Calling someone out on their nonsense? That’s “triggering” them. Every natural human emotion has been pathologized, catalogued, and turned into evidence of your dysfunction. It has entrenched new social hierarchies in which victimhood is currency and diagnosis is power.
Whoever can claim the most trauma wins the argument. Whoever can assign the most damning psychological label controls the narrative. It is an oppression Olympics, and all you get for a medal is the right to silence anyone who challenges you by claiming that they are mentally unfit for discourse.

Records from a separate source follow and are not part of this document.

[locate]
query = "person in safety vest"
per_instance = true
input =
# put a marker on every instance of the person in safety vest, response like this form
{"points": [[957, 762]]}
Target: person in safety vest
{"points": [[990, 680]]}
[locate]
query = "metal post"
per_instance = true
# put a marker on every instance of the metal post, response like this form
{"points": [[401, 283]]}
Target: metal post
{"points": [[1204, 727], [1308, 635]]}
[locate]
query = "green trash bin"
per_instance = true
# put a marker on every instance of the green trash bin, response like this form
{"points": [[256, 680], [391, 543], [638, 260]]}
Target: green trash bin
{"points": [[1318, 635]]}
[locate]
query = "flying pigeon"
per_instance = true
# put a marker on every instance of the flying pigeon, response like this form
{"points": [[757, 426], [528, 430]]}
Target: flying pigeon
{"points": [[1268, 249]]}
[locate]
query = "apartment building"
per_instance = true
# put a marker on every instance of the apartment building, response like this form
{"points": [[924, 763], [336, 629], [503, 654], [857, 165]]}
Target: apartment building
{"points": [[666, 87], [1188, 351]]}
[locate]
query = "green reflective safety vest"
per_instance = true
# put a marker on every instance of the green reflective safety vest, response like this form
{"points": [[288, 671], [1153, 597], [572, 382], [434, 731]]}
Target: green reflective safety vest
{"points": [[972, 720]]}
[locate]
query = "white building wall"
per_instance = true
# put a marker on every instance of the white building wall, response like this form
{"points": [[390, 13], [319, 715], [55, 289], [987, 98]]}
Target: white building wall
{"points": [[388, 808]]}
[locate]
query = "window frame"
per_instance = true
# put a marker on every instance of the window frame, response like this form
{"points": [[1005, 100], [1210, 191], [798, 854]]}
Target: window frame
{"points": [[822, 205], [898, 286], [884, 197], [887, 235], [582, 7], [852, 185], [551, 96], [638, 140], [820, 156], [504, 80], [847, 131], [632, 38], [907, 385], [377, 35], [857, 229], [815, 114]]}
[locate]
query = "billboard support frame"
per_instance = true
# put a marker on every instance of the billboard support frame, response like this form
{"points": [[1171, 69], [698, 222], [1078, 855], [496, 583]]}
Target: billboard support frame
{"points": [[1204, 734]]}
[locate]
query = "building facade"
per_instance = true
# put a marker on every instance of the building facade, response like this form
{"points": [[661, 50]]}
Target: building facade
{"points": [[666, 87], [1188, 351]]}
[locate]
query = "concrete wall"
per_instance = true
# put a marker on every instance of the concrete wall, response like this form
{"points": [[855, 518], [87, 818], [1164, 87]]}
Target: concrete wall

Therapy-speak has blown psychological nomenclature far out of its course and context. Social media’s therapy-speak is not a tolerance for diversity of individual differences on the spectrum of normality. It is a tolerance for ignorance and ineptitude, blind compliance and dull-wittedness among the masses.
We’ve handed a loaded psychological dictionary to the masses, and now everyone thinks they’re a clinician because they can pronounce “trauma response” without biting their tongue. So maybe it’s time we stop letting amateurs diagnose the world and return the asylum keys to the adults.

Image source: Phil Hackett/The Observer/ The Guardian
The real danger of therapy-speak isn’t that it exists-it’s that it masquerades as truth while quietly eroding our capacity for nuance, empathy, and accountability. Not every conflict is abuse.
Not every discomfort is trauma. And not every flawed human is a walking DSM entry. We need to retire the faux-clinical theatrics and relearn how to talk to each other without reaching for pathology if we want to reclaim our sanity in a world obsessed with fictional diagnoses.